Research over the past few years has identified many of the genes with the strongest effects, but other genes with important roles are overlooked because they may produce weaker or ambiguous signals in the large-scale studies.

"Our pathway-based approach aggregates information from multiple sources to detect modest effects from genes associated with each other," said study leader Hakon Hakonarson, MD, PhD, director of the Center for Applied Genomics at Children's Hospital of Philadelphia.

Currently the workhorse of gene hunting is genome-wide association (GWA), which uses automated analytic equipment to sweep through the full range of all 23 human chromosomes and detect the most significant gene variants associated with a given disease. Those variants, each a change in a single DNA base, are called single nucleotide polymorphisms (SNPs).
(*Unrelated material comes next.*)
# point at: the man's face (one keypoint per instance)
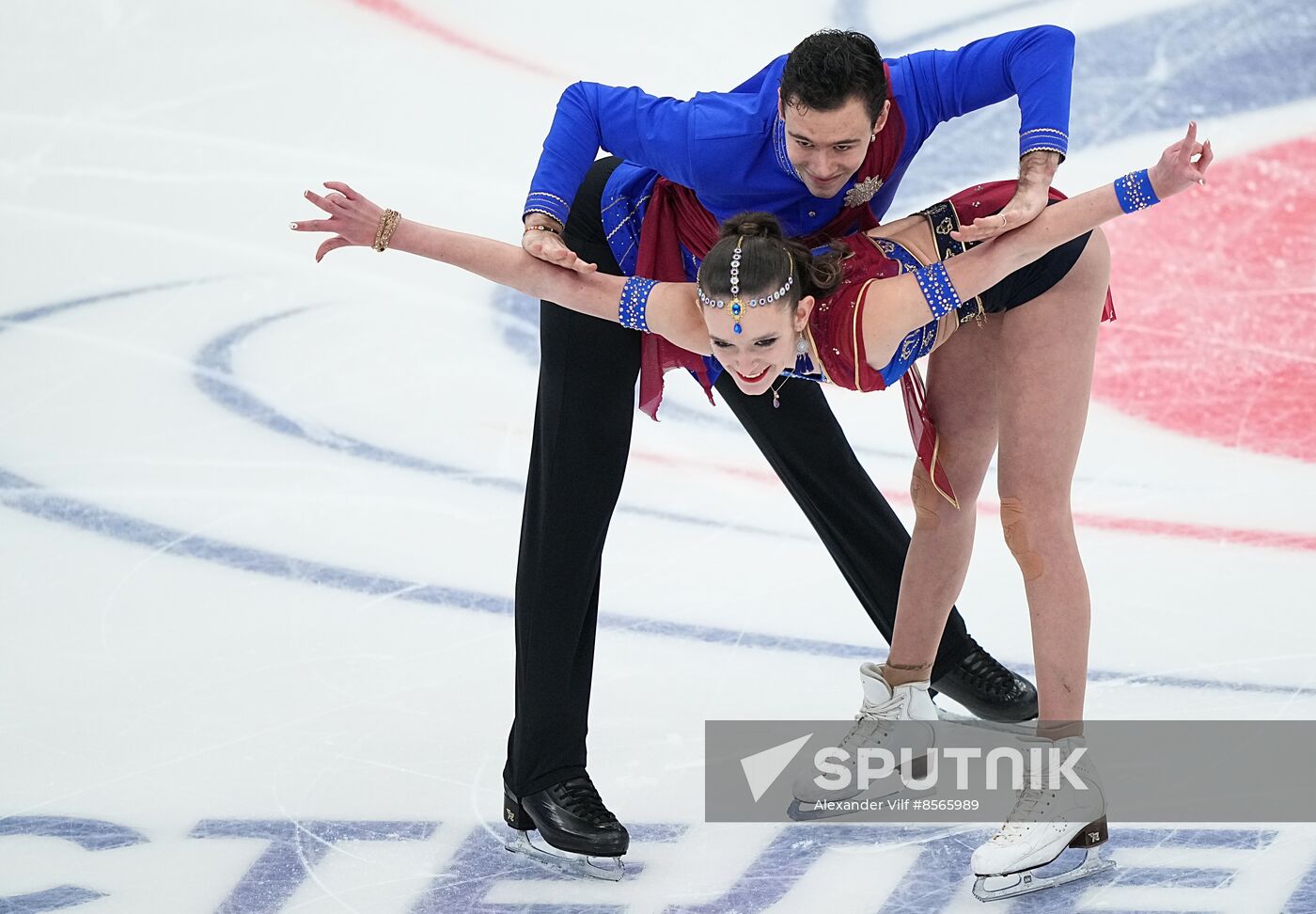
(763, 348)
(828, 147)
However, individual GWA studies often do not have the statistical power to detect subtle but important variants that are involved in disease development. By using an algorithm developed by Kai Wang, PhD, also at the Center for Applied Genomics, Hakonarson's study team created a pathway-based approach that seeks out interacting or related genes along the same biological pathway.
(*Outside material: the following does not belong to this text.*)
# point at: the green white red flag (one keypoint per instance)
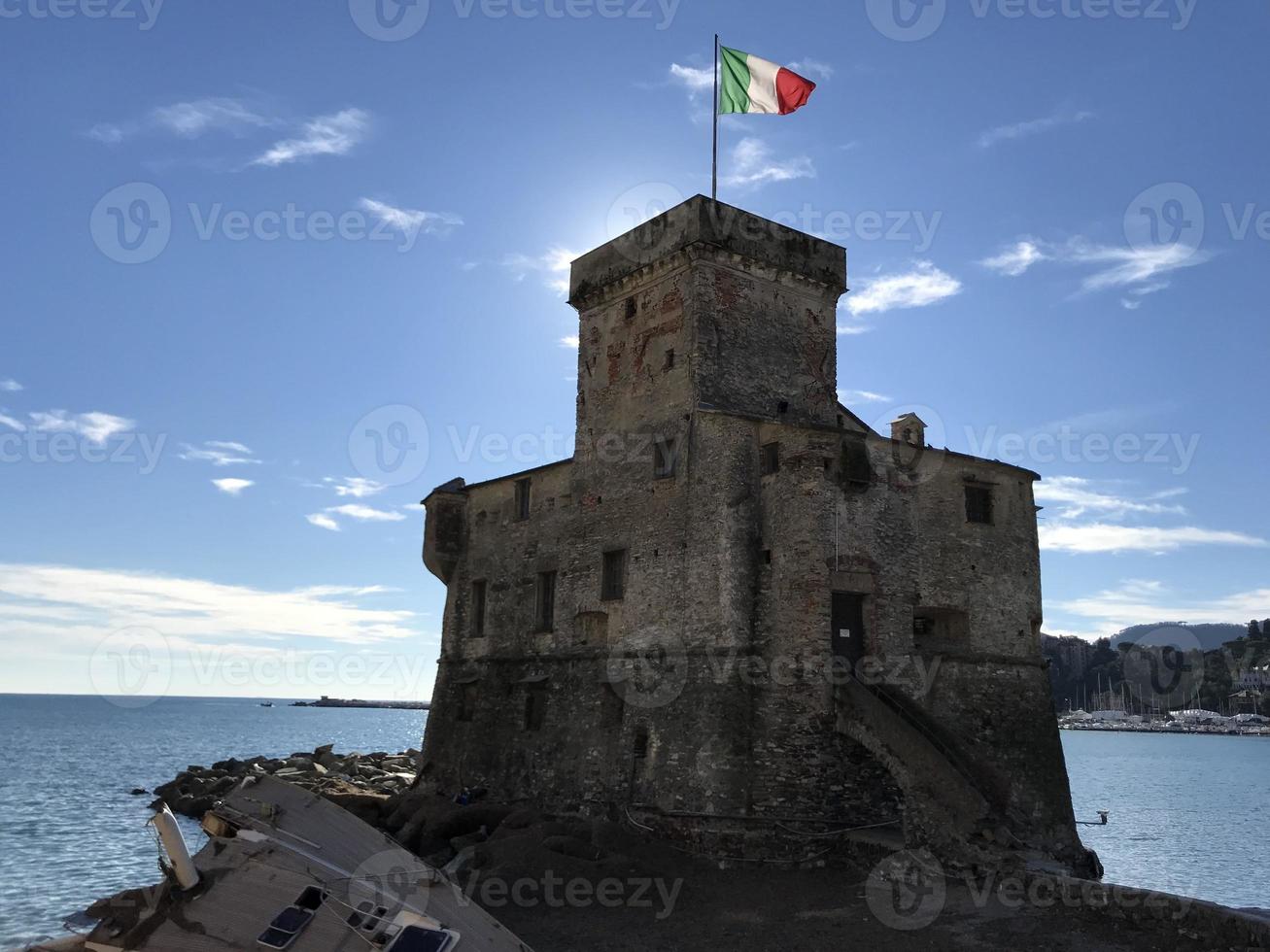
(752, 85)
That pathway, the interleukin 12/interleukin 23 (IL12/IL23) pathway, governs cell receptors involved in the development of Crohn's disease. Previous work by other researchers has shown that monoclonal antibodies blocking the IL12 or IL23 receptor show some clinical success in treating Crohn's disease.

"As we better understand the gene pathways operating in Crohn's disease, we are uncovering more potential targets for effective drug treatments," said pediatric gastroenterologist Robert Baldassano, MD, a study co-author and the director of the Center for Pediatric Inflammatory Bowel Disease at Children's Hospital. He added that developing targeted therapies based on gene pathways might allow doctors to tailor treatments to a patient's genetic profile.

The study team initially analyzed DNA from 1,758 patients with Crohn's disease and 1,480 control subjects, all of European ancestry. They were able to replicate their results in three additional groups that included patients of both European and African American ancestry. Their study was the first to use a pathway-based approach to analyze GWA without deciding beforehand to concentrate on a specific pathway.

The researchers said the emerging gene data may open the doors to more effective treatments. "Blocking cell receptors at some points on a biological pathway may produce clinical improvements but with side effects to the immune system," said Baldassano. "If we can block other molecules further downstream on a pathway, we may achieve better treatments that may be more specific to an individual patient with fewer side effects."

Funding for the study came from the National Center for Research Resources of the National Institutes of Health, the Primary Children's Medical Center Foundation and from an Institute Development Award from the Children's Hospital of Philadelphia.

Wang K. Amer J Human Genetics. 2009;84;1-7.